Doubt is a way of knowing
James O’Callaghan
Sara Constant(フルート)
『Doubt is a way of knowing』は、Jeffrey Stonehouse と Mark McGregor の共同委嘱による、ソリストの楽器を電子的に“複製”し、その音響を拡張するシリーズの一作。本作では、反事実的想像や感情の同時的反応が探究されており、分裂した自己の体験を描く。
Shitatari(したたり)
松宮圭太
この作品は、フィールド録音された水滴音を素材としたミクスト・ミュージックである。トランスデューサーによりピアノの響板を共鳴させ、ピックアップマイクで収音されたピアノと電子音響をリアルタイムに変調することで、録音的、記述的、即興的要素を融合したライブ・エレクトロニクス/室内楽作品となっている。
—— 休憩 ——
reciprocal response
Moon Ha
『reciprocal response』は、10年以上にわたり創作の着想源となっている「(再)循環」の概念をもとにした音楽システム。ニューヨーク大学のラップトップ・オーケストラ new_LOrk の学生たちによって演奏され、触覚的なエネルギー変換を信号と音に変えるしくみを活用している。参加メンバーは Ahmir Phillips、Chloe Yang、Jerry Huang、Devin Park、Jailen Mitchell。
Bionico
Gadi Sassoon
『Bionico』は当初、バルセロナの Sónar でのインスタレーションとして制作され、後にストックホルムの Elektron Musik Studion にてクアドラフォニック作品として発展した。大型トランスデューサーを取り付けた金属板を用い、物理モデルや弦のためのフィードバックループを生成。ライブパフォーマンスでは、4つの共鳴彫刻をトランスデューサーで駆動させ、エレクトリック・ヴァイオリンの演奏を拡張する。各彫刻に施された切れ込みが共鳴モードを変化させる。

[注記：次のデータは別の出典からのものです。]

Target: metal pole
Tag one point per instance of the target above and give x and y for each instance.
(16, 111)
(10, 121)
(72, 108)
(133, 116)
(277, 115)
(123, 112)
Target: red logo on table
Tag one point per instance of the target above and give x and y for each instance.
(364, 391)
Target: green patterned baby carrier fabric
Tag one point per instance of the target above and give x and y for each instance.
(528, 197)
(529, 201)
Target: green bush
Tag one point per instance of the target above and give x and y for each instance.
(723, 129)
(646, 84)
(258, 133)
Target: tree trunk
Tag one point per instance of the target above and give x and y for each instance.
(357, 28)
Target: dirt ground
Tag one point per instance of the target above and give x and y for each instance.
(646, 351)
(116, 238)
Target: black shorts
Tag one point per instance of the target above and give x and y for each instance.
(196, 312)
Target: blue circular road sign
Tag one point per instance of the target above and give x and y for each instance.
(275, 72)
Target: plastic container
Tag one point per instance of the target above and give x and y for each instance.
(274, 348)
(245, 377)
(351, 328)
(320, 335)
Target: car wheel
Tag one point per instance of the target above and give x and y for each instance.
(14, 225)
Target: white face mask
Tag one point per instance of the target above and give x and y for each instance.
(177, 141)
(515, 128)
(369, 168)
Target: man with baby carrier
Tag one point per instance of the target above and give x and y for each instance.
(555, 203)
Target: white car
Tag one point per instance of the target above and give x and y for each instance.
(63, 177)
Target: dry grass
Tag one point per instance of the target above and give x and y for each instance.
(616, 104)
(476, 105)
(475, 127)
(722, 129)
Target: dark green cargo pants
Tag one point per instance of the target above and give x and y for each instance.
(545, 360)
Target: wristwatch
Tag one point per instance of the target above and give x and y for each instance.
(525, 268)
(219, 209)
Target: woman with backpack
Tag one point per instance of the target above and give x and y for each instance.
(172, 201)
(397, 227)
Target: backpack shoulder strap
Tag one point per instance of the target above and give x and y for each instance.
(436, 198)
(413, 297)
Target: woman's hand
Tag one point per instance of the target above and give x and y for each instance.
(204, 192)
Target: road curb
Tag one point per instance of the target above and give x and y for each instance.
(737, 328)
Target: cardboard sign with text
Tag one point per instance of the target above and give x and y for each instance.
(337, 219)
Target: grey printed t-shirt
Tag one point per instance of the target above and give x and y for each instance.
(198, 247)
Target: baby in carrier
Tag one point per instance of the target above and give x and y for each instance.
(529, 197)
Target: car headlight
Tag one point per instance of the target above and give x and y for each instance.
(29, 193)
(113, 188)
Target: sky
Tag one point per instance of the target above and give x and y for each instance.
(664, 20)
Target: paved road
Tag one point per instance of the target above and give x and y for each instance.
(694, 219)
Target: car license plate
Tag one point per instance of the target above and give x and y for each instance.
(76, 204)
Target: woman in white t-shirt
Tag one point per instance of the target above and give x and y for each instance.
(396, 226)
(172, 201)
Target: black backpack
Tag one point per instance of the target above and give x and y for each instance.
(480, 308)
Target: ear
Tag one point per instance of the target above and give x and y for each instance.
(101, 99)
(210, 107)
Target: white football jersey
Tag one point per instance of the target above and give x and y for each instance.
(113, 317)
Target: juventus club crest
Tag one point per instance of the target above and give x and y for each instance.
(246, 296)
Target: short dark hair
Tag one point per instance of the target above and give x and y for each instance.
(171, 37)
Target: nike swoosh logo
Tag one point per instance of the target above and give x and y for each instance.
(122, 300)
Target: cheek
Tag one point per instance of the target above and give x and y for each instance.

The Netted Resonance of Tide Pools
Alyssa Wixson
June Cummings(打楽器)
この作品で用いられる音響オブジェクトは、潮だまりに存在する複雑な生態系を模したような共鳴とフィードバックの網の中に接続されている。打楽器奏者 June Cummings との長時間にわたる音響的探究の中で形作られた作品であり、彼女とともに制作できたこと自体が喜びであった。